Donna raggirata perde 200 euro
Ha bussato alla porta dicendo di vantare un credito nei confronti del figlio che era rimasto coinvolto in un incidente stradale e che, per questo, si trovava in stato di fermo a Pescara in una...
Ha bussato alla porta dicendo di vantare un credito nei confronti del figlio che era rimasto coinvolto in un incidente stradale e che, per questo, si trovava in stato di fermo a Pescara in una caserma dei carabinieri. Naturalmente era solo una scusa per spillare un po’ di euro all’anziana, residente nella zona di via Lamaccio, la quale – preoccupata per le sorti del figlio – ha racimolato i pochi soldi che aveva in casa, circa duecento euro, per poi consegnarli all’uomo insieme a una catenina d’oro e a un anello.

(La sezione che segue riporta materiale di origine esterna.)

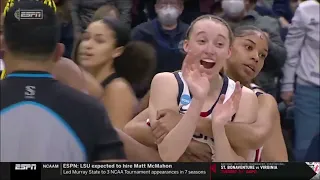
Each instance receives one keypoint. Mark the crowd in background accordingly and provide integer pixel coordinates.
(292, 29)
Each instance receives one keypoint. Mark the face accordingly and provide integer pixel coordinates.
(209, 45)
(248, 55)
(97, 46)
(168, 11)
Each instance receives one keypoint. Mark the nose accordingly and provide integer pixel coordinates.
(87, 44)
(255, 56)
(210, 49)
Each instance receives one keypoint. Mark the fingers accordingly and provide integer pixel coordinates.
(161, 113)
(158, 132)
(222, 98)
(160, 139)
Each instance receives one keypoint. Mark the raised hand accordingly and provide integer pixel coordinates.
(223, 112)
(197, 81)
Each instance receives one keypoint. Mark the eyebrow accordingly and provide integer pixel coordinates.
(255, 44)
(203, 32)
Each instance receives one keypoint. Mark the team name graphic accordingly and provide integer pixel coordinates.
(25, 167)
(315, 166)
(21, 14)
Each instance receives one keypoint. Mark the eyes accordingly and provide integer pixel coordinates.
(217, 43)
(86, 37)
(251, 48)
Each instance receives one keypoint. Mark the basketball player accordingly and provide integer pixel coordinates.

Appena incassato soldi e preziosi, il truffatore ha salutato la donna ed è scomparso senza lasciare traccia. Rimasta sola l’anziana ha chiamato al telefono il figlio per dirgli che non doveva più preoccuparsi di niente, poiché tutto era stato risolto. A quel punto è emersa la verità. Sulla vicenda la squadra anticrimine del commissariato ha avviato un’indagine per cercare di risalire al truffatore. (c.l.)